Die Implantation lief schnell und angenehm. Eine Stelle am Handgelenk wurde kurz betäubt, dann eine Art Lösung injiziert. Er fühlte die Flüssigkeit kühl in seinen Körper eindringen. Die Haarwurzeln an seinen Oberarmen stellten sich leicht und unmerklich auf. Eine kurze Zeit geschah nichts. Er erinnerte sich an die Drogen-Experimente während seiner Studentenzeit. Unmittelbar nach der Eingabe befand man sich in einem besonderen Zwischenstadium, einem kurzen zeitlichen Korridor. Man saß schon im Zug, die Türen waren geschlossen aber die Abfahrt verzögerte sich noch ein paar Sekunden. Ohne es zu bemerken versank er in diesem Gedanken. Draußen vor dem Fenster hing eine einzelne Wolke am Himmel. Dann stand die Ärztin auf und klopfte sich auf die Oberschenkel, als hätte ihre Arbeit feinen Staub produziert den sie jetzt wieder loswerden müsste.

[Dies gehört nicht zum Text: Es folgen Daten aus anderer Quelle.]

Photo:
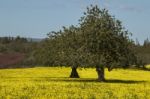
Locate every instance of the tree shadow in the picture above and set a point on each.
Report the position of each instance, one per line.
(94, 80)
(88, 80)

“Wars das?” hörte er sich erstaunt fragen. “Ja. Oder hätten sie lieber dass wir ihnen eine Platine einsetzen?” Die Ärztin lachte. “Die Chips bestehen aus neutraler Biomasse und verfügen über eine Art Frequenz-Schnittstelle. Sie können das theoretisch nicht spüren, weil sich die Biomasse mit ihrer körpereigenen Zellkultur assimiliert”
“Verstehe. Was meinen sie dann mit “theoretisch nicht spüren”?”
“Ich denke wir wissen und spüren viel mehr als unsere Persönlichkeit wahrnimmt. Aber uns fehlt der Zugriff auf diese Information. Das Ich ist in erster Linie ein Verdrängungs-Modus. Wir sind wer wir sind je nachdem was und wie viel an vorliegender Information wir verdrängen”
“Interessant” sagte ich, hatte aber im Prinzip nichts davon verstanden. Ich machte kleine Augen weil mich das helle Licht schmerzte. Mein Hirn flackerte und die Ohren rauschten wie ein Ozean aus Glasscherben.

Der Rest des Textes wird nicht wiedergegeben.